Vastlands of innocence (for July 4)
Pip Wilson, July 4, 2002
In the vastlands of innocence,
Liberty and Justice
sang to a southland and we heard the call.
We are torn, we’re all born on the Fourth of July,
purple mountain majesty washed over all
Australia’s red rocks and her blue mountain pall.
O vastlands of innocence,
manifest destiny,
great people, just people, people just the same.
They pulled down their king for a trivial thing,
and raised up another who sullied their name.
O beautiful for spacious skies and Richard Nixon’s shame.
In the vastlands of innocence,
in the wide dreaming,
mansions of marble and motels of mud.
We marvel and wonder when we hear distant thunder,
will it bring rains of plenty, or does it speak flood?
Jefferson, Franklin, or movies of blood?
O the vastlands of innocence,
Swaggart and Leary,
they send us provisions at our own behest.
Tobacco and medicine, Manson and Edison,
they ship us their best but then ship us the rest.

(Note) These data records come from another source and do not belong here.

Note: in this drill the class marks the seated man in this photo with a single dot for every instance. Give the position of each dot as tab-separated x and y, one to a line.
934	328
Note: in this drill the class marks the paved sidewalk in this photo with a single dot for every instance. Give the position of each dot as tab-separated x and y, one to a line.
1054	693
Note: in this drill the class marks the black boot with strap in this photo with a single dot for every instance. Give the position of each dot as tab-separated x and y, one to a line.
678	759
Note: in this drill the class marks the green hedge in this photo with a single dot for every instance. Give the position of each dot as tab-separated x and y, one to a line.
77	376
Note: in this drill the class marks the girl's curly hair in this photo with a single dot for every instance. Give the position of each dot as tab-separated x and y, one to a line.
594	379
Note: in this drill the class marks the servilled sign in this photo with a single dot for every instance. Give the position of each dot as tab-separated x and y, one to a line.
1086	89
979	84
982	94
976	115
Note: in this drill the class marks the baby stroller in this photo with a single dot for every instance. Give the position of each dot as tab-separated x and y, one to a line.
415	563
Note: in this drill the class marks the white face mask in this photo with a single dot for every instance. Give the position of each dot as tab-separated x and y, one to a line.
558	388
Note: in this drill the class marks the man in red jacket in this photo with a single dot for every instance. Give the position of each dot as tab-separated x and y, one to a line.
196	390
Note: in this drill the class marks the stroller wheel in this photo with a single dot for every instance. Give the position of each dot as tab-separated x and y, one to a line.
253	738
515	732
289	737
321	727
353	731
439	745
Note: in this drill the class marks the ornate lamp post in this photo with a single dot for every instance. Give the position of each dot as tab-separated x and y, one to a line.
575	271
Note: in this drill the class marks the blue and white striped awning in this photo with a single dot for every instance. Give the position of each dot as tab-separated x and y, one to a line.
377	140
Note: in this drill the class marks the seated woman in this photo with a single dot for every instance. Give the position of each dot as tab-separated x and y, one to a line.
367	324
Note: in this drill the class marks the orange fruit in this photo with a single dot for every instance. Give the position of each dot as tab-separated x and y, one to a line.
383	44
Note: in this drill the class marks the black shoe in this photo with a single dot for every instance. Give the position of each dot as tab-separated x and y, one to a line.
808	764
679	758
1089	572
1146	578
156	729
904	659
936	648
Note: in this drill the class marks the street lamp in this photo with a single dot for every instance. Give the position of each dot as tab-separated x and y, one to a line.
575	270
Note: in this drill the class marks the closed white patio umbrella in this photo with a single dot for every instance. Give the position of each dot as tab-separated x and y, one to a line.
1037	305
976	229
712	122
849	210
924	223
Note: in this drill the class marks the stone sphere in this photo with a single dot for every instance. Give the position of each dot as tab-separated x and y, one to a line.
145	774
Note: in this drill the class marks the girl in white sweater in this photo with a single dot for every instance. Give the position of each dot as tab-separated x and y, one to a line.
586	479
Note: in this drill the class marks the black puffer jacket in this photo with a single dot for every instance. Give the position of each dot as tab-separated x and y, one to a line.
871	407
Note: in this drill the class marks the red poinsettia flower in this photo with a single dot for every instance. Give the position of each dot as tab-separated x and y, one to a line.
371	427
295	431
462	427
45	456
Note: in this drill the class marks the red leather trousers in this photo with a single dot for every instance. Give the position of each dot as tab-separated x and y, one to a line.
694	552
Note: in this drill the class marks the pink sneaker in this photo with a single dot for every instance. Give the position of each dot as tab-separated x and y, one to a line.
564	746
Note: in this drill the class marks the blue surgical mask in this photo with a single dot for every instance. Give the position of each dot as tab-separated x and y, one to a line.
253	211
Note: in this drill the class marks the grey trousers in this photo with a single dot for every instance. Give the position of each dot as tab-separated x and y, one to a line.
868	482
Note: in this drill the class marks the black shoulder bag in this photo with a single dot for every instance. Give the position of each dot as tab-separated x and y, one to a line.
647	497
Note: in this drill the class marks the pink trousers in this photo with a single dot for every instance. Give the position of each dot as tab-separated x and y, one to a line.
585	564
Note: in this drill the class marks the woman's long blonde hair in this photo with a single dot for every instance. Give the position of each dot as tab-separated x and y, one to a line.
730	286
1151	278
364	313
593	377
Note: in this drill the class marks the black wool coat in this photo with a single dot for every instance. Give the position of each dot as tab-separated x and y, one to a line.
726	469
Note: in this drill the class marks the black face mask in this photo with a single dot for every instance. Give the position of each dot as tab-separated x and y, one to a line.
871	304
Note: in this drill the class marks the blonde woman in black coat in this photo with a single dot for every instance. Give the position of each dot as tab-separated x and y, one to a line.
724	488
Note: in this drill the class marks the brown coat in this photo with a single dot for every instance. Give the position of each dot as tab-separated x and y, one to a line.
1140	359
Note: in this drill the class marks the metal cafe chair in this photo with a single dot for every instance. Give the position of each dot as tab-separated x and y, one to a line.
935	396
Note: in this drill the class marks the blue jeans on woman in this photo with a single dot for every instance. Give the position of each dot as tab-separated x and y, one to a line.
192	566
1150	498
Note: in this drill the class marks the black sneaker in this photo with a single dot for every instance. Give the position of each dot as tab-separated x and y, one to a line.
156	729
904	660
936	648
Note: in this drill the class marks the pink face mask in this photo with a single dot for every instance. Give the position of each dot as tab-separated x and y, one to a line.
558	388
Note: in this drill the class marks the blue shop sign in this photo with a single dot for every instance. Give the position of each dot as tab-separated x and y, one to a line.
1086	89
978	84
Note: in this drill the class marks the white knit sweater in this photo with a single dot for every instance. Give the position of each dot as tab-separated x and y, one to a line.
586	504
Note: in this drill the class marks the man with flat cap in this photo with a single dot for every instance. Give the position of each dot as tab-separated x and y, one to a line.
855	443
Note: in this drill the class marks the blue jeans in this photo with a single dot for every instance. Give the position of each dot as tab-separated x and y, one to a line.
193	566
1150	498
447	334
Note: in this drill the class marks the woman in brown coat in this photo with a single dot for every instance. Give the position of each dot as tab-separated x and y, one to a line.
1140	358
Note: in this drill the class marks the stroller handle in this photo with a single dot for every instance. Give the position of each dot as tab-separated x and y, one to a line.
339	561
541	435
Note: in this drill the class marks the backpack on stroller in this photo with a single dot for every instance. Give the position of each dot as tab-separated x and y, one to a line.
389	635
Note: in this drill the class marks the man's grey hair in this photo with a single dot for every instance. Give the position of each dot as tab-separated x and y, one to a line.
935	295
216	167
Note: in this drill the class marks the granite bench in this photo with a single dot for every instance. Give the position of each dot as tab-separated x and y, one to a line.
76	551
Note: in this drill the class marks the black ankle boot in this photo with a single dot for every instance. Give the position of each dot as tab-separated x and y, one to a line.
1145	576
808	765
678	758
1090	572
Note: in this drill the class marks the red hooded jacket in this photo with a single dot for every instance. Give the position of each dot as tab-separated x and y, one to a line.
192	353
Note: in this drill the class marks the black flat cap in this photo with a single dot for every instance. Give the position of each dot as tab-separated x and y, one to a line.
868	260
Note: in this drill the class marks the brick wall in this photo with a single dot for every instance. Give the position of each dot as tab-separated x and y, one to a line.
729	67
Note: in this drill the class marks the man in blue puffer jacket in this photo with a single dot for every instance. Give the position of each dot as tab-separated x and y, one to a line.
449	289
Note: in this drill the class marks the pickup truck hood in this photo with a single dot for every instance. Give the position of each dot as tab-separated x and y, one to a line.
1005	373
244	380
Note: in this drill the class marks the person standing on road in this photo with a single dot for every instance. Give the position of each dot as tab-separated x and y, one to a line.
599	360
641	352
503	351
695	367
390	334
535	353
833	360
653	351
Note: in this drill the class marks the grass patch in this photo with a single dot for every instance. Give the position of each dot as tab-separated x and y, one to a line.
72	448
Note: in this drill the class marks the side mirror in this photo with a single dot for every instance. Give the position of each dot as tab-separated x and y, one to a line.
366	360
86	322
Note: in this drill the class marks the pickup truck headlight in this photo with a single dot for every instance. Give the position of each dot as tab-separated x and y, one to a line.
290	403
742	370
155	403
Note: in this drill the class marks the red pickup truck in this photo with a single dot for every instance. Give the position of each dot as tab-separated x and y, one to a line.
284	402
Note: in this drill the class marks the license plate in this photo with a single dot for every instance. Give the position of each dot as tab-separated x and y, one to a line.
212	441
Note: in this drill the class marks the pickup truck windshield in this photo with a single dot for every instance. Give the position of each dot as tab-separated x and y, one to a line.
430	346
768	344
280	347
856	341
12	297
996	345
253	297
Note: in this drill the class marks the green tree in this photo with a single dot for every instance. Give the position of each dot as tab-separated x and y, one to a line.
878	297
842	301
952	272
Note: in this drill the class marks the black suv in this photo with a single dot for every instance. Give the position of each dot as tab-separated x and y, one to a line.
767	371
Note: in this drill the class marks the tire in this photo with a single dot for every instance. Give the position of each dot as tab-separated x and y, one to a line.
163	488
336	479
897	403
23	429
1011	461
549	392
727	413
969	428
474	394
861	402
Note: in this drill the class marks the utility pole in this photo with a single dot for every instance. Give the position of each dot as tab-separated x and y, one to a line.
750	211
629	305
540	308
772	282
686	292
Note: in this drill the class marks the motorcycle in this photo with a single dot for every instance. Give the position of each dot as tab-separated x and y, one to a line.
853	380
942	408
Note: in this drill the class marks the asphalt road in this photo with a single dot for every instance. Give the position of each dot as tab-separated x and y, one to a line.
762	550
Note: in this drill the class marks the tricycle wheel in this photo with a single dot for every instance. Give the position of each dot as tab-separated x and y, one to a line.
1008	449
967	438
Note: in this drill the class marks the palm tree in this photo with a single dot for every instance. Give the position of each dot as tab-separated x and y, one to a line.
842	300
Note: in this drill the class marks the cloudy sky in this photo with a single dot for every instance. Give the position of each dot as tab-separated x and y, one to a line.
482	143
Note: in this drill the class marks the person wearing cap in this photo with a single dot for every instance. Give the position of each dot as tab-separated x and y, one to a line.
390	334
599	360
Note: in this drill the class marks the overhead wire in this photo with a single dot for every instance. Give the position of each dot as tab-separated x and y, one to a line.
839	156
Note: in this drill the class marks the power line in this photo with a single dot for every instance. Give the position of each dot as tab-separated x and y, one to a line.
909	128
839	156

O would that their captains would heed our request!
In the vastlands of innocence,
by the blue harbour,
‘W’ dared and he ventured to touch
on his favourite oration, The World’s Greatest Nation.
Sweet Jesus forgive him, he ain’t travelled much,
and vanity in vain, isn’t vanity as such.
The vastlands of innocence,
Fonzie and Whitman,
adored in dark theatres and the rockets’ red glare,
we never will hate them, condemn or berate them
and part of our hearts is in their love affair.
But we must implore that the rumours of war
will wither like whispers in yesterday’s air,
like the whimpers of babies, like Mary’s last prayer.
The blood-spangled banner of hunger’s unfurled --
let the vastlands still sing the Pursuits, for the World.